This year has presented us with a plethora of planet-imperiling scenarios, from Watchmen toTransformers. But despite the promising threats of nuclear war and killer robots, I'm left feeling empty. The Apocalypse used to be fun. What happened?
It is a proven paradox that during eras of real impending global disaster we have been given what is arguably the best doomsday cinema of all time, from the cold-war comedy classics to the matinee apocalypse of the atomic age. Is it any wonder then, that as economies collapse and nations riot, we are once again inundated with end-of-the-world media. The big difference this time around is in the heavy-handedness of the messages. What happened to the humor? Here are some cult classics you may have missed.
In the 1980's, the end-of-the-world just gave us the giggles. 1982's britcom Whoops! Apocalypse spawned a film of the same title, with almost as much satire and as many DC superhero references as the series itself.

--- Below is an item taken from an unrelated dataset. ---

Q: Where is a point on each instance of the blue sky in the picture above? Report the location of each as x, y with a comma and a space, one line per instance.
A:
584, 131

The heyday of the teen comedy, the 1980's gave us what are now cult classics of the end-of-the-world genre with a healthy dose of teen angst and synth-heavy soundtracks. War Games gave us one of our first hacker-geek heroes, and Night Of The Comet reminded us that even in the midst of a zombie outbreak you could still find time to hit the mall and have some fun.
Never has the threat of the end of civilization been more entertaining. From the fifty-foot woman to giant killer bugs, the world was put in danger in increasingly more and more creative ways during the 1950's. While the films themselves were usually thinly-veiled analogies real-world threats, they still sought to make people both think and smile. Earth Vs. The Flying Saucers helped pave the way for all alien invasion films to follow, while the King of ‘B' movies Roger Corman gave us showed us what would happen on the day the world ended. (Hint: it involves a dumb blonde and a mutant monster.)
And last but not least, who could forget Slim Pickens' rodeo rocket ride into oblivion in Dr. Strangelove, or: How I Learned to Stop Worrying and Love the Bomb?